Evet bakın nasıl devam ediyor 110. sayfada: "Özel Harp Dairesi'nin merkezi yapısında görev almamasına karşın Türkeş, daire içinde etkin isimlerdendi. Daireye subay alımında en son testi özel harp öğretmeni olarak o yapıyordu" denmektedir. Bu testleri nerede, ne zaman, nasıl yapıyordu belli değil. Eğer Çankırı'da öğretmenliği sırasında yapıyordu ise henüz kurulmamış bir daireye subay alıyormuş demek Türkeş. Kılıç devam ediyor: "Komando eğitimini tamamlayanlar Türkeş'in vatanseverlik testine katılmaya hak kazanıyorlardı. Sadece testi geçen subaylar Özel Harp Dairesi'nde göreve başlıyordu. Siviller biraz daha hafif olsa da aynı testlerden geçiyorlardı" demektedir. Bu cümleler Kılıç'ın fantezi dünyasının zengin olduğunu gösterir.

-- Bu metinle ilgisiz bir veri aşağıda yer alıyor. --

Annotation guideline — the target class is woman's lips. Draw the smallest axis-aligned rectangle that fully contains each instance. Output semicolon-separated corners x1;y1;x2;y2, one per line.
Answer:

Ancak yaptığı araştırmacılık adına çok ayıptır.


- Sizin iddianıza göre "çarpıtma" yapan Kılıç, bunun ortaya çıkacağını düşünemedi mi?
Bunu bilemem ancak kitabının yayınlanmasının üzerinden üç yıl geçti ve kimse şimdiye değin bir şey yazmadı bu konuda. 111. sayfada Kılıç şöyle diyor: "Yeni döndüğünde artık kurmay albay' dı ve yeni görev yeri de Elazığ'dı: Bu sürede Elazığ'ı Özel Harp Dairesi'ne sivil unsurlar yetiştirme merkezlerinden biri haline getiren Türkeş, Milli Birlik Komitesi'nin içinde yer aldı." Oysa 1958'de Elazığ'da görev yapan Türkeş 1960'da çoktan Ankara'dadır ve 27 Mayıs'ta Milli Savunma Bakanlığı NATO Koordinasyon Şubesi Müdürü idi. Elazığ'daki sivil unsurlar meselesi ise tam bir fantezidir. Türkeş'in Elazığ'da görev dışı esas mesaisini 27 Mayıs'ın hazırlıkları oluşturmuştur.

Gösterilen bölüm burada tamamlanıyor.